When judging dressage tests at various levels, I’m always astounded by the amount of marks thrown away by riders who don’t ride a good halt. The halt is obviously a very important basic exercise and it’s also one of the hardest to ride correctly.
What the judge wants to see
· The horse should halt obediently when asked without running against the rider’s hand; a common fault which affects the whole movement.
· The halt should be balanced and smooth, not abrupt or too progressive.
· The horse’s poll should remain the highest point and he should remain quiet and steady on the rider’s contact.
· The halt should be ‘square’; that is to say with a leg at each corner and with the horse’s weight evenly distributed over all four legs and his hind legs underneath him.
· He should remain straight on the centre line and stand quietly until asked to move off.
· The horse should remain alert and ready for the instruction to step forward (or backward, depending on the exercise).
The key to a good halt lies in the contact. If the horse is not soft in the contact as he halts, he will not be straight or square; it’s just like riding into a brick wall and he will swing his quarters one way or the other instead of standing still and straight.
He might throw his head up and open his mouth against the contact or even step backwards away from it; both of which are serious faults.

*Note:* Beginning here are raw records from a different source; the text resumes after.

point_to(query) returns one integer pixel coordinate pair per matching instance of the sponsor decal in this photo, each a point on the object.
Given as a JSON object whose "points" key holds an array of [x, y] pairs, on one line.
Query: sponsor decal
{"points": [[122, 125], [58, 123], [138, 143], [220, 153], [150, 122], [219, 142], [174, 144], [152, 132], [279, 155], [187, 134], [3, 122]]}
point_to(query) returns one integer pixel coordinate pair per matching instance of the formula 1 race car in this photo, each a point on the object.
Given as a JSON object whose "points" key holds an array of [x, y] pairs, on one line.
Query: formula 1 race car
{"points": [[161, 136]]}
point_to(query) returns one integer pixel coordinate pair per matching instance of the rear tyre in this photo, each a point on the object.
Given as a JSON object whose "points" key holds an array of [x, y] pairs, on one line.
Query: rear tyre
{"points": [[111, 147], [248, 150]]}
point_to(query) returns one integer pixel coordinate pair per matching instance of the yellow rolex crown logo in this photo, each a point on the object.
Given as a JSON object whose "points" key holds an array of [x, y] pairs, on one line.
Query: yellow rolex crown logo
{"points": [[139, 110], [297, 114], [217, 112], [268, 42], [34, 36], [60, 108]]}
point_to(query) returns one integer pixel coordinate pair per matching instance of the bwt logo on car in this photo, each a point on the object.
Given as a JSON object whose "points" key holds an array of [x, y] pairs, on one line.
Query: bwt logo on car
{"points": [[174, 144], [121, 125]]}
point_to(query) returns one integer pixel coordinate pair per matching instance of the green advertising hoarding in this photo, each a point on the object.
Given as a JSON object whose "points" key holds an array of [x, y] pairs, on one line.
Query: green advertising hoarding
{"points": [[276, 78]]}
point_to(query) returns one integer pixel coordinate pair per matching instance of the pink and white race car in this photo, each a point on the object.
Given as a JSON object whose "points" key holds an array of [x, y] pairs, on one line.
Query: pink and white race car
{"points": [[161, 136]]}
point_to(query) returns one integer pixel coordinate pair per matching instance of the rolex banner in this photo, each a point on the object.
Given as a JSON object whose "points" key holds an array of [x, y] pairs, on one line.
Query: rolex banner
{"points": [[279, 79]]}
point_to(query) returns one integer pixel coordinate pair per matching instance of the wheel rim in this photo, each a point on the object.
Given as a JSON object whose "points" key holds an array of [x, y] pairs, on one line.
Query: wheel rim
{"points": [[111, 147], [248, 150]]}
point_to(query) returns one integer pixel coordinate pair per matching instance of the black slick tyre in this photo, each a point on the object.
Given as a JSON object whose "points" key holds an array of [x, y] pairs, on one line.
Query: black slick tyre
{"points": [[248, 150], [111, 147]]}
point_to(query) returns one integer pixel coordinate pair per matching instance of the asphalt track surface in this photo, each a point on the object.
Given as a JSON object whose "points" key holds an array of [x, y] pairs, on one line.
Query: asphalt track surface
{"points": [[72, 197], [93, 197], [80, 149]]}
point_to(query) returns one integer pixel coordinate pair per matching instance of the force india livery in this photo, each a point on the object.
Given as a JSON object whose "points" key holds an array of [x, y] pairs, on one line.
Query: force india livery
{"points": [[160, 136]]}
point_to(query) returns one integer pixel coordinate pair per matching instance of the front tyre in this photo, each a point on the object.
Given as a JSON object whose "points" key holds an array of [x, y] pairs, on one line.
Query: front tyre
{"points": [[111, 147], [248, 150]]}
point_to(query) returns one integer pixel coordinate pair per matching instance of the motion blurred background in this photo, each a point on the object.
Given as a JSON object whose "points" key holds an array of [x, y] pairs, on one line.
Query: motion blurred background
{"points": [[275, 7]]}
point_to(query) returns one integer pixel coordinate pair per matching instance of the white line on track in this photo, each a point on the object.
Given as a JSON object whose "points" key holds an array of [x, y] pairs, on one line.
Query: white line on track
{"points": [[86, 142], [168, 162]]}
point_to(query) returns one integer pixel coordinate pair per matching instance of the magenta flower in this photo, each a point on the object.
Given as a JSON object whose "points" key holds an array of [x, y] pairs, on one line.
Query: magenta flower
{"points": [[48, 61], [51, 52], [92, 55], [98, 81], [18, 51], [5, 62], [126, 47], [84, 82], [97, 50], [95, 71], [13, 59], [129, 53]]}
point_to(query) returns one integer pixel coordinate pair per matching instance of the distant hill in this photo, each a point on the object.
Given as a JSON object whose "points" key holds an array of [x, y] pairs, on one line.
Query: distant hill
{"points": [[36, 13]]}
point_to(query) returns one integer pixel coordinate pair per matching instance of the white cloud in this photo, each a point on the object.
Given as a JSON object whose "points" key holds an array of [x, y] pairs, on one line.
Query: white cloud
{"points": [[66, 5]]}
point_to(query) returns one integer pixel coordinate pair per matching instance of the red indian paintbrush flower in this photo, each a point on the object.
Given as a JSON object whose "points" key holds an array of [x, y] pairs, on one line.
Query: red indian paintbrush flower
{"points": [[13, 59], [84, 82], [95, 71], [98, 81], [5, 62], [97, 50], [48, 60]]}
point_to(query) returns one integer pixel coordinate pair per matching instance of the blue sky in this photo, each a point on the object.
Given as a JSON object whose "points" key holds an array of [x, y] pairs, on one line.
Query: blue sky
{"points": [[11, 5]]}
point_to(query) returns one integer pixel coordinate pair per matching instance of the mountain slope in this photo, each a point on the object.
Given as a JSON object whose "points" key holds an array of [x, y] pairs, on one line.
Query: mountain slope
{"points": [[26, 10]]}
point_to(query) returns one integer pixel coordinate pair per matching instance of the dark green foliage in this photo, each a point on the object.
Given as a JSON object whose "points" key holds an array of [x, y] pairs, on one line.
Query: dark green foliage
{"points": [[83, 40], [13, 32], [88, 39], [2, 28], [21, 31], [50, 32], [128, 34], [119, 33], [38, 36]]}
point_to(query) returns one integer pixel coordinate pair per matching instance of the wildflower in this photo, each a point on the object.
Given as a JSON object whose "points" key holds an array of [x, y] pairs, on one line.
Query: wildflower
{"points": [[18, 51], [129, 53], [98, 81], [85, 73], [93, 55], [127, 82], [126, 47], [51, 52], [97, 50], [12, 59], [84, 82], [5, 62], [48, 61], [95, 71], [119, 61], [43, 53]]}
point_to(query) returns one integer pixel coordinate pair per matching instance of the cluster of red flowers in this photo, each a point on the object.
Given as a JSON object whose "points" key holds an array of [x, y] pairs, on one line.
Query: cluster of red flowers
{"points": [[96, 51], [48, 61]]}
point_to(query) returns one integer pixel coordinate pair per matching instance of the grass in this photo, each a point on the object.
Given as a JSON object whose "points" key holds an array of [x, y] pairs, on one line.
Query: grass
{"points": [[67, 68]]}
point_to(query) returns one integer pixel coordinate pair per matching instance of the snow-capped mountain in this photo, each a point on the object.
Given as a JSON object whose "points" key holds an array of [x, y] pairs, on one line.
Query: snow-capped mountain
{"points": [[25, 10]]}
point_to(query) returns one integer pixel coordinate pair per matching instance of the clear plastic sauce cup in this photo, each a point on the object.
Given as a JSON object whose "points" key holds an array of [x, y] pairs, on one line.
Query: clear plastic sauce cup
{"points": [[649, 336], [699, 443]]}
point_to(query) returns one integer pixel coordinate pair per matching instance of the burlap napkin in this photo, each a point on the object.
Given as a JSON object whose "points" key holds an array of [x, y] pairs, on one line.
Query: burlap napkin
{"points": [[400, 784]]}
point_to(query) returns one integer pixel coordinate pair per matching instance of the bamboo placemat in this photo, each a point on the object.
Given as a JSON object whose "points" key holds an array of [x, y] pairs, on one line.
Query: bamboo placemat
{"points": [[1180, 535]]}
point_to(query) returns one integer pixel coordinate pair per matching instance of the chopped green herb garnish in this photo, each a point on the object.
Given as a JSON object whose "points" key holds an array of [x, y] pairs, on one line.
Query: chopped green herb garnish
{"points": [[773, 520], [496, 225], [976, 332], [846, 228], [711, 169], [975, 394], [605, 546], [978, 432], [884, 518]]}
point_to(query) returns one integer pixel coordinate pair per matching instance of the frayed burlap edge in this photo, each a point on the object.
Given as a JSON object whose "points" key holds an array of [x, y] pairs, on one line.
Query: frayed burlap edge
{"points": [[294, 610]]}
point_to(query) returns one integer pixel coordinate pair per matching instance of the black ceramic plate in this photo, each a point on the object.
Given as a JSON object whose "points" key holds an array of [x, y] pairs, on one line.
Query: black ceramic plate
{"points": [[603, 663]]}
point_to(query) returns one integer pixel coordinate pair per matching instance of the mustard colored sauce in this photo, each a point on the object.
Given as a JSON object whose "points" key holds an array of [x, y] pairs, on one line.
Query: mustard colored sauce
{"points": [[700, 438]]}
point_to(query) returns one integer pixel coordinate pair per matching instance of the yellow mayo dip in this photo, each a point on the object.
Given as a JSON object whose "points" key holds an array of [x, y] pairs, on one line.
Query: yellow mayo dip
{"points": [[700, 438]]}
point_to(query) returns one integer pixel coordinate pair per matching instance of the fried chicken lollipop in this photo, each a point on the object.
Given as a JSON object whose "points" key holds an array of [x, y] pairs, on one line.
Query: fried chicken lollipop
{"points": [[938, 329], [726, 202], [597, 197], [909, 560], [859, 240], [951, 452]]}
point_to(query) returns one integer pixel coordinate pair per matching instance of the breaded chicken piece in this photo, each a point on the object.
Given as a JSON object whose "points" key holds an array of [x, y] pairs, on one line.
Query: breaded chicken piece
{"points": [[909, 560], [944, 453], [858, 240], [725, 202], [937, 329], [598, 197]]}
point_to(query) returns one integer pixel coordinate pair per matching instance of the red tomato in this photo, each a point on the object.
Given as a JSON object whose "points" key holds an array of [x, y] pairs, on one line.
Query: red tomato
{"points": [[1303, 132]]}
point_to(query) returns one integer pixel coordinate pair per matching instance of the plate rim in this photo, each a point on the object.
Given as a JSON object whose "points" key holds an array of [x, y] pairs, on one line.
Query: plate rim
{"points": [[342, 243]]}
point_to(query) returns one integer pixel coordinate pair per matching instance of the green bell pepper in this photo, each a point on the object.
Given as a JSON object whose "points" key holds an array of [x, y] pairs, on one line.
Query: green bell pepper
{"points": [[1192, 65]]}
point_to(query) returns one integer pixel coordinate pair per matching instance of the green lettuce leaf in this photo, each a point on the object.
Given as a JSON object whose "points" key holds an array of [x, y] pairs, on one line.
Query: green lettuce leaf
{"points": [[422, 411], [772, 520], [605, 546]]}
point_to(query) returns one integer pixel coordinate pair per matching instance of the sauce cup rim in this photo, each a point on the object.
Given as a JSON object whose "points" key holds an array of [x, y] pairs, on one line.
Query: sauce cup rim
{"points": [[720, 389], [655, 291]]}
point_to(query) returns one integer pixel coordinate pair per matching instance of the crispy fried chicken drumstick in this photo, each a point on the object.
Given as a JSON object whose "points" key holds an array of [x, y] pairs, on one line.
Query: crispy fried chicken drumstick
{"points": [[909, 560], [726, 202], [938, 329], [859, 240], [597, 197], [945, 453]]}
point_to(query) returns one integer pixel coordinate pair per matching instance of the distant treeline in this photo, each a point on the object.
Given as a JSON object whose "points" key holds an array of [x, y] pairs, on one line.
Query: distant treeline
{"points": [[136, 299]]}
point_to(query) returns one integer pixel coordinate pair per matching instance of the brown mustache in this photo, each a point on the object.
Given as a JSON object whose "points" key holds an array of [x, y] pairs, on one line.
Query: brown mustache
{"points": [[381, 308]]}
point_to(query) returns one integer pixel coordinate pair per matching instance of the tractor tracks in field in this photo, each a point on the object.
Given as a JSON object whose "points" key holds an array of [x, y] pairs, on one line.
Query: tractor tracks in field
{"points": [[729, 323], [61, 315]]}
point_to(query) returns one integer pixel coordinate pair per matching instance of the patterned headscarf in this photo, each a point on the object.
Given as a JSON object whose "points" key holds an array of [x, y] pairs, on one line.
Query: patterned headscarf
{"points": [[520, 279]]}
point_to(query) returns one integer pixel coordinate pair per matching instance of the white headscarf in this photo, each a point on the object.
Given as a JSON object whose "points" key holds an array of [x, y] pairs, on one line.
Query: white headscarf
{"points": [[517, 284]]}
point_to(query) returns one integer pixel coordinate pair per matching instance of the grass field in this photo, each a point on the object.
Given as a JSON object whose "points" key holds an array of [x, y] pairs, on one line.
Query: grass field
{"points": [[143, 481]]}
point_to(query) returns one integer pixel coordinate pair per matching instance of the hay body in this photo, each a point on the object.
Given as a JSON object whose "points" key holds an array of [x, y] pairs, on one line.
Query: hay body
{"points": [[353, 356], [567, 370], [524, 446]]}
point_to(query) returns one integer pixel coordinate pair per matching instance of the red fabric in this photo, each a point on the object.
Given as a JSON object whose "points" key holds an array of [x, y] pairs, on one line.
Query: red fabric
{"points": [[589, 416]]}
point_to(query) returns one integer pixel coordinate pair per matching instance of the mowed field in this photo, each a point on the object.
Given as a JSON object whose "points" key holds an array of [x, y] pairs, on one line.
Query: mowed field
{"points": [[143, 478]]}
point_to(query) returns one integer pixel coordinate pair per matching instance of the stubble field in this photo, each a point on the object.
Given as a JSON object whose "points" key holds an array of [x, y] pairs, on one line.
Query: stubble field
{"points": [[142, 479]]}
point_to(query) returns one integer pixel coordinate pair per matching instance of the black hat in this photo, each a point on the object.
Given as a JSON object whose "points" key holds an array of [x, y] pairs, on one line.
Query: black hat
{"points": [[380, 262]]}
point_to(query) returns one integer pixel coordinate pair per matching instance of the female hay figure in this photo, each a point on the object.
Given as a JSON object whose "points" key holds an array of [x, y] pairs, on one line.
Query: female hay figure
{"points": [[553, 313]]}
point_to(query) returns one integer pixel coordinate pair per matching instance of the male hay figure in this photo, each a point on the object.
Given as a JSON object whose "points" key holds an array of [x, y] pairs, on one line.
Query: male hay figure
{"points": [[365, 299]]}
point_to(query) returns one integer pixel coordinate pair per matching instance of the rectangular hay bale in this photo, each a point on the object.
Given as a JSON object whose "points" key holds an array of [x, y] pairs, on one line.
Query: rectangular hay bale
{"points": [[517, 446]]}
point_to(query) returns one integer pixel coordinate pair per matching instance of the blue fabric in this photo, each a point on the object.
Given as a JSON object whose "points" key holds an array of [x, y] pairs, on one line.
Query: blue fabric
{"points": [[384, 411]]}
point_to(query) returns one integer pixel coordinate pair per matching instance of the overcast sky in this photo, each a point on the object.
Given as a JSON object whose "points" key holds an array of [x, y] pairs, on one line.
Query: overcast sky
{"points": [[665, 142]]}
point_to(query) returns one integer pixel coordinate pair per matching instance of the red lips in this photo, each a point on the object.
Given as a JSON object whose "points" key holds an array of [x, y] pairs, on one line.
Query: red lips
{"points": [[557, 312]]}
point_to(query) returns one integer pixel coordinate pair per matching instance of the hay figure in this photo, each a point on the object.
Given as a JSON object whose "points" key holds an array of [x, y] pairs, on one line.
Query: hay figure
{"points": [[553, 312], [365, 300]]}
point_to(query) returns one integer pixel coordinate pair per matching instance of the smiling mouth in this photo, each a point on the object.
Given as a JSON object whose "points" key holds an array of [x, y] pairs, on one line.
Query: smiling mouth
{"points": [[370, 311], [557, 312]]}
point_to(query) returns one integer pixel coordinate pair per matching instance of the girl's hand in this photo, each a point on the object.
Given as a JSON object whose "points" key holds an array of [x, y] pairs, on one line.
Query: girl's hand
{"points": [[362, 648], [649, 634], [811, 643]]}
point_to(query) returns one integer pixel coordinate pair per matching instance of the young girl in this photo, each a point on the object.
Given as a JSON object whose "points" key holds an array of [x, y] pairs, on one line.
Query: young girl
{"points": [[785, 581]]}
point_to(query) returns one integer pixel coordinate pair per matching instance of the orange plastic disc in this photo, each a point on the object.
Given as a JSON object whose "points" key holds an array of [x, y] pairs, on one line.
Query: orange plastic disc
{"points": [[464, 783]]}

Sometimes a horse might not be forward into the contact so he will carry his head very low or will hide behind the vertical. These are also serious faults but are usually more prevalent at the lower levels when young horses are still finding their balance.
Some horses just don’t like standing still; they’re just eager to get on with the job and are inclined to fidget. The dressage test requirements for halts at the beginning and end of the test are for riders to show ‘Halt. Immobility. Salute.’ It’s the immobility that’s often forgotten. There is also a trendy habit amongst riders at the moment to fling their arms around their horse’s neck and praise it effusively before the halt is even established, often leaving the arena waving at the crowd. Unfortunately, this will be penalised and you are just throwing marks away . Praise your horse by all means, but show a good halt first and salute the judge before you rush off to take the applause!
How to ride a good halt
A common mistake in riding the halt is to use too much backward hand. The horse should be ridden forward into a softly restraining contact, prepared for by riding a few half-halts and using the back, legs and seat first, followed by the hand. As the horse begins to halt, ease the hand so that the horse cannot run against the contact. Eventually, your horse will understand how to make downward transitions from your back, seat and leg aids with very little hand at all.
If the horse lacks engagement and is not working forward into an even contact from both hind legs, he won’t halt square. Make sure you use both legs equally too, as if you use one more than the other, the halt won’t be square. As you ride forward to the halt, make sure the horse’s neck is straight and that you have an even feel in both reins. Tap with your leg, or whip if need be, the side where the rein feels too heavy or empty; this should encourage the lazy leg to step under.
To help the horse keep his balance and stay straight, make sure that you are sitting straight, look up and ahead of you rather than down at your hands and exhale deeply as your horse halts.
There is always one halt in a dressage test and very often there are two or even three as you move up the levels. A good halt will earn you a mark of 8 or higher and is one of the easiest ways to pick up cheap marks if your horse is correctly trained at even the very basic levels.